Sem Ugarte, Rúben Amorim lançou Pedro Gonçalves e Morita como dupla de médios, algo que, de início, não se via desde 10 de setembro, na receção ao Portimonense. O Sporting entrou empurrando os visitantes para perto da baliza de Figueira e recuperando a bola em zonas muito adiantadas, mas nos primeiros 30 minutos só roçou verdadeiramente o 1-0 num cabeceamento de Paulinho defendido com qualidade pelo guardião da equipa que ocupa o 15.º lugar da tabela, uma posição acima da de play-off.
O Estoril só assustou na primeira parte num contra-ataque aos 23', com Guitane a roubar a bola a Matheus Reis e Geraldes a não conseguir servir o francês nem Tiago Gouveia, ambos em boa posição. Seria o Sporting a chegar ao 1-0.

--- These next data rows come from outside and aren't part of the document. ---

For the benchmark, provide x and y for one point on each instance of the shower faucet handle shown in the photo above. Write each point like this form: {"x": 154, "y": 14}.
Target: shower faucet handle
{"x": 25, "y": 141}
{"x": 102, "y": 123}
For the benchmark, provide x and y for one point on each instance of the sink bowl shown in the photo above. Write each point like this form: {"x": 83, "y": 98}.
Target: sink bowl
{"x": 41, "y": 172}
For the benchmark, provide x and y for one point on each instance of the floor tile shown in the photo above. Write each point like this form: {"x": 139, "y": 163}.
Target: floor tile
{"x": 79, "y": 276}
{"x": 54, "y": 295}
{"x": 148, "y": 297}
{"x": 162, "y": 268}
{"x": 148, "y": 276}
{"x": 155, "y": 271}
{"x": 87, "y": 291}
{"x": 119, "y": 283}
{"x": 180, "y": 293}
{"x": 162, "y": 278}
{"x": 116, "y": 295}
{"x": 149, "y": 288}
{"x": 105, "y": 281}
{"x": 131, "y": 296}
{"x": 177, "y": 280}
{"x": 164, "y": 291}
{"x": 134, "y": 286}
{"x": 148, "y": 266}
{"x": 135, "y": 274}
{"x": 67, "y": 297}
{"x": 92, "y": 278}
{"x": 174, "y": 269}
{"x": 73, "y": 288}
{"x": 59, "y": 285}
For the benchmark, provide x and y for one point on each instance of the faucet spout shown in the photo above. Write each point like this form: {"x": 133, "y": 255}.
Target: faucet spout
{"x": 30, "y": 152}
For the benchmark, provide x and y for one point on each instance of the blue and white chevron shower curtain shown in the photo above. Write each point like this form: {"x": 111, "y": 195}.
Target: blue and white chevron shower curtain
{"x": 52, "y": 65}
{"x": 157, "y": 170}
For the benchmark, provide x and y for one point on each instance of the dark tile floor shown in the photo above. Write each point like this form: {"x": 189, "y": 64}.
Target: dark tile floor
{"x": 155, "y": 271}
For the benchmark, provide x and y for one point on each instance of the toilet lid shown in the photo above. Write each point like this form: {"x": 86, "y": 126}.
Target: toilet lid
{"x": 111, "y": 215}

Bellerín remata para o 1-0
CARLOS COSTA/Getty
Primeiro foi Edwards que, num lance à Arjen Robben, foi da direita para o meio para rematar, em arco, de pé esquerdo, muito perto do poste direito da baliza. Logo a seguir, aos 40', Bellerín roubou a bola a João Carvalho dentro da área e, com um tiro cruzado, estreou-se a marcar pelo Sporting, no primeiro golo do espanhol desde 14 de fevereiro de 2021, num Arsenal - Leeds.
Os locais entraram no segundo tempo embalados pelo 2-0 de Trincão, o qual parece ter feito do Estoril uma equipa derrotada. Os canarinhos têm um plantel que parece uma mostra de talento forjado nos grandes de Lisboa, com Pedro Álvaro e Tiago Santos, Francisco Geraldes e João Carvalho, Tiago Gouveia e Tiago Araújo. Mas falta consistência coletiva que una os lampejos de qualidade que cada calcanhar de Geraldes ou arrancada de Gouveia sugerem. Nos últimos 18 jogos, só venceram duas vezes.
Com os visitantes a perderem muitas bolas na fase de construção perante a boa pressão do Sporting, a equipa de Rúben Amorim foi desperdiçando a hipótese de chegar à goleada. Os minutos seguintes ao 2-0 foram de Francisco Trincão, renovado na energia e confiança, mostrando-se de novo a Alvalade. Forçou Figueira a boas defesas aos 63' e 68' e cruzou para Chermiti voltar a ver o guardião opor-se em cima dos 90'. Foi a segunda tentativa do jovem, que aos 71' rematara, de pé esquerdo, ao lado.
O Sporting 2022/23 vai de mini-crise em mini-crise, com Rúben Amorim a dizer, nos intervalos das crises, que são precisas séries de vitórias seguidas. Para já, são três triunfos seguidos para os leões. Para que cheguem mais até ao final da época, muito ajudará que Trincão diga adeus à versão tímida e solte o talento existente naquela canhota.